I've finally done it. Spent an hour setting up a blog with no idea of what I'm going to write or how to write it. And I'm terrified at the two possible outcomes: rejection if no one reads it or embarrassment if people do.
So why am I blogging?
Competitiveness of course!
I follow the blog of an old acquaintance, and I have become addicted to it like a soap opera. I live vicariously through her wild parties, romantic liaisons and exotic career choices. I cry when her endeavours fail, pine when she's homesick and get angry when someone ticks her off.
I log on daily and get a buzz of excitement when I find a new post, or curse her name if she's been away from the keyboard too long. It helps to think of it as a soapie, because I'm horribly jealous and kicking myself for not living that life as well. She is on the opposite side of the world, and her life seems to be the complete opposite of mine.
Making an interesting blog must be so easy for her! She's travelling to the corners of the globe, meeting amazing people and doing her bit to make the world a better place... When you compare my life to that, what chance do I have of writing anything entertaining?

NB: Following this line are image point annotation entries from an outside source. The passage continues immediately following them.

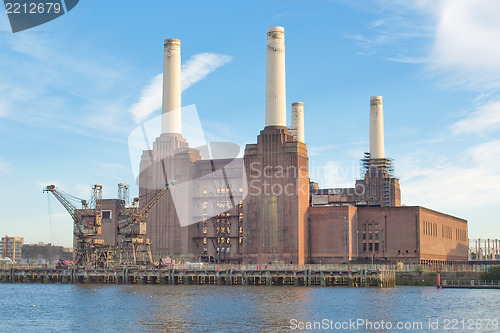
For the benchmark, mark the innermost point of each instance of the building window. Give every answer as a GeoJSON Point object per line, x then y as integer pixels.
{"type": "Point", "coordinates": [106, 214]}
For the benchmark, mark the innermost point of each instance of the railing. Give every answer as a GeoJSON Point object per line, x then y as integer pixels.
{"type": "Point", "coordinates": [470, 283]}
{"type": "Point", "coordinates": [331, 267]}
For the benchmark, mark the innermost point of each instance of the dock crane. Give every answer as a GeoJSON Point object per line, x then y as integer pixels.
{"type": "Point", "coordinates": [135, 248]}
{"type": "Point", "coordinates": [90, 251]}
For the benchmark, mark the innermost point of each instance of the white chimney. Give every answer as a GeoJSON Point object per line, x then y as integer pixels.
{"type": "Point", "coordinates": [376, 127]}
{"type": "Point", "coordinates": [275, 78]}
{"type": "Point", "coordinates": [171, 104]}
{"type": "Point", "coordinates": [298, 121]}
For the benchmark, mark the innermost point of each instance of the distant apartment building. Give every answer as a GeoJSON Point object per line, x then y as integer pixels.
{"type": "Point", "coordinates": [11, 247]}
{"type": "Point", "coordinates": [45, 252]}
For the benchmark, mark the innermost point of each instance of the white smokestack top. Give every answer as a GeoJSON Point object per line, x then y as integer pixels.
{"type": "Point", "coordinates": [275, 78]}
{"type": "Point", "coordinates": [298, 121]}
{"type": "Point", "coordinates": [376, 127]}
{"type": "Point", "coordinates": [171, 104]}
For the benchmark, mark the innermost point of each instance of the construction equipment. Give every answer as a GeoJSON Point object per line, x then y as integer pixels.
{"type": "Point", "coordinates": [135, 248]}
{"type": "Point", "coordinates": [90, 251]}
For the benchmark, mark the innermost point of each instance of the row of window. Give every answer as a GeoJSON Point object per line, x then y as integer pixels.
{"type": "Point", "coordinates": [461, 235]}
{"type": "Point", "coordinates": [371, 247]}
{"type": "Point", "coordinates": [222, 190]}
{"type": "Point", "coordinates": [430, 229]}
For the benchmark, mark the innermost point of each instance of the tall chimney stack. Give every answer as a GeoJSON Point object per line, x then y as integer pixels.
{"type": "Point", "coordinates": [275, 78]}
{"type": "Point", "coordinates": [298, 121]}
{"type": "Point", "coordinates": [376, 127]}
{"type": "Point", "coordinates": [171, 103]}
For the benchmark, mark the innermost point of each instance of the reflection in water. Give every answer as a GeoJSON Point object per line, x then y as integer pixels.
{"type": "Point", "coordinates": [133, 308]}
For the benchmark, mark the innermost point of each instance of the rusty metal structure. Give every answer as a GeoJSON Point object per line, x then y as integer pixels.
{"type": "Point", "coordinates": [135, 248]}
{"type": "Point", "coordinates": [90, 251]}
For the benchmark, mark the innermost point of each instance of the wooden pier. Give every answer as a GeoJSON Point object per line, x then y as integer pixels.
{"type": "Point", "coordinates": [470, 284]}
{"type": "Point", "coordinates": [205, 276]}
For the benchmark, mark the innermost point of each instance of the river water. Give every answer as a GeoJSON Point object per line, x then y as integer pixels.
{"type": "Point", "coordinates": [179, 308]}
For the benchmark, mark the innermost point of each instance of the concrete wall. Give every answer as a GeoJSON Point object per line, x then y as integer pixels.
{"type": "Point", "coordinates": [442, 237]}
{"type": "Point", "coordinates": [275, 210]}
{"type": "Point", "coordinates": [332, 238]}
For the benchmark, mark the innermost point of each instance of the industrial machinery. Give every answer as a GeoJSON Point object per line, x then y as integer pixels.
{"type": "Point", "coordinates": [135, 248]}
{"type": "Point", "coordinates": [90, 251]}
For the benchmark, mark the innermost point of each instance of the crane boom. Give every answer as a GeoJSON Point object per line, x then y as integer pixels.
{"type": "Point", "coordinates": [72, 210]}
{"type": "Point", "coordinates": [135, 248]}
{"type": "Point", "coordinates": [89, 249]}
{"type": "Point", "coordinates": [144, 212]}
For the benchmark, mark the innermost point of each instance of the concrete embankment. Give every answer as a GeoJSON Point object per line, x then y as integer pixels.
{"type": "Point", "coordinates": [430, 278]}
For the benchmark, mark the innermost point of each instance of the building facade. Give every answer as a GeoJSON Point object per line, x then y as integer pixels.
{"type": "Point", "coordinates": [11, 247]}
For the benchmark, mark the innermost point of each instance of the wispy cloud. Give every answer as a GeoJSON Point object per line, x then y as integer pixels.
{"type": "Point", "coordinates": [465, 45]}
{"type": "Point", "coordinates": [484, 119]}
{"type": "Point", "coordinates": [195, 69]}
{"type": "Point", "coordinates": [317, 150]}
{"type": "Point", "coordinates": [46, 82]}
{"type": "Point", "coordinates": [450, 182]}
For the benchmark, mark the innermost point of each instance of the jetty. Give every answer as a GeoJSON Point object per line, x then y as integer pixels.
{"type": "Point", "coordinates": [308, 275]}
{"type": "Point", "coordinates": [470, 284]}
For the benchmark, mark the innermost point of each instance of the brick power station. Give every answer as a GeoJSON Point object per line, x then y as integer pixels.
{"type": "Point", "coordinates": [263, 208]}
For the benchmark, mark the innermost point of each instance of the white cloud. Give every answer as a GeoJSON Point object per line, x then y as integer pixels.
{"type": "Point", "coordinates": [485, 118]}
{"type": "Point", "coordinates": [195, 69]}
{"type": "Point", "coordinates": [470, 179]}
{"type": "Point", "coordinates": [466, 42]}
{"type": "Point", "coordinates": [69, 87]}
{"type": "Point", "coordinates": [317, 150]}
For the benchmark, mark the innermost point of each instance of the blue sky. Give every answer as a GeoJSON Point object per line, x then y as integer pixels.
{"type": "Point", "coordinates": [72, 90]}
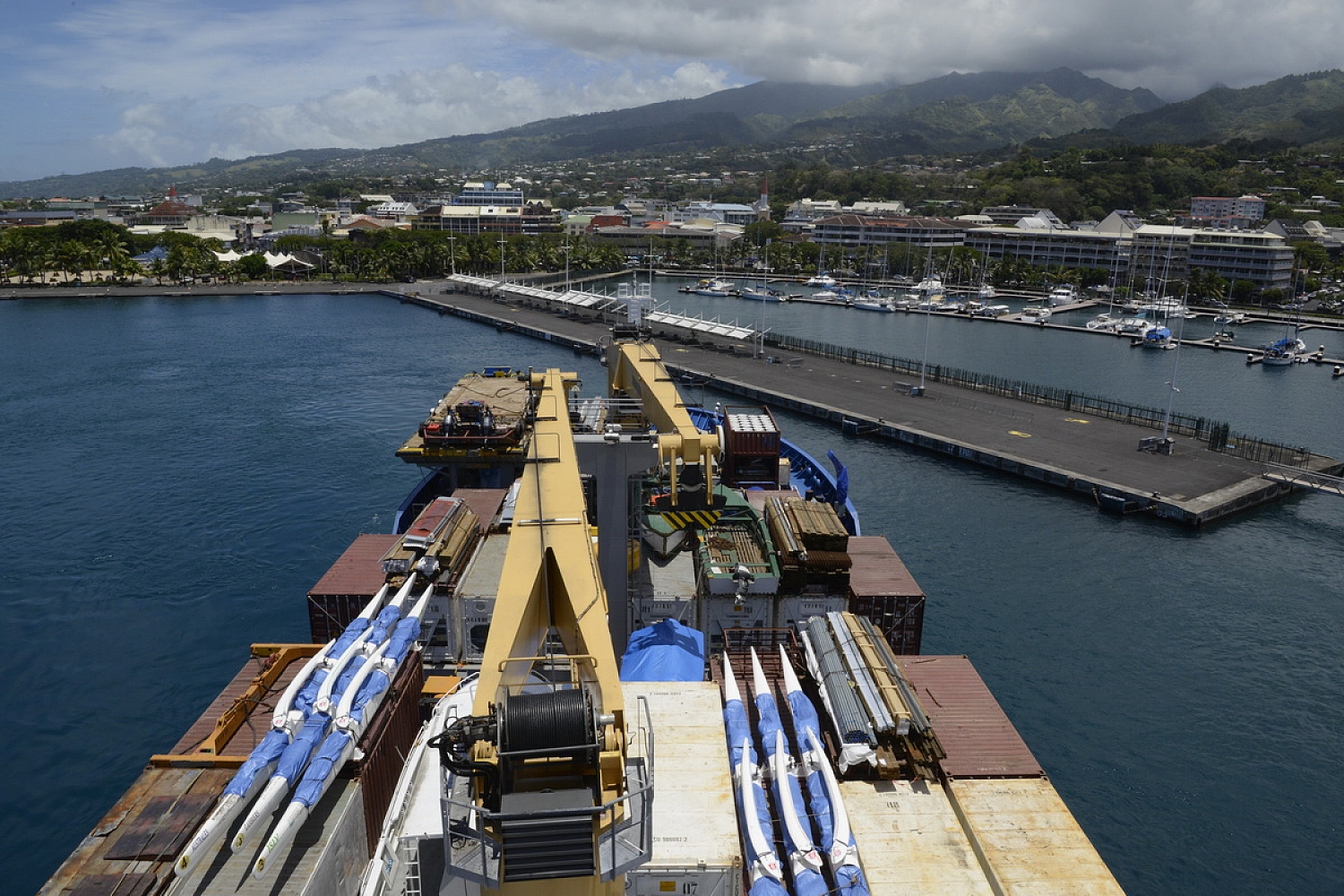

The odds appear to be stacked high against me, but I'm ready for the challenge. I'm working on the philosophy "if you can't join 'em, beat 'em". I can't pack up my life and travel, but I can do this writing thing, and
I will topple her from the heights of blog soapie stardom!
So, Cyberspace, or Dear Reader, if you have stumbled upon this page by accident, please make me feel welcome. Give me hints and tips, ask me questions about anything, or tell me to read your blog and we'll put up with each others boring lives just to say we each have a reader....
.......and may my computer be struck with an irreparable virus if my posts are truly awful.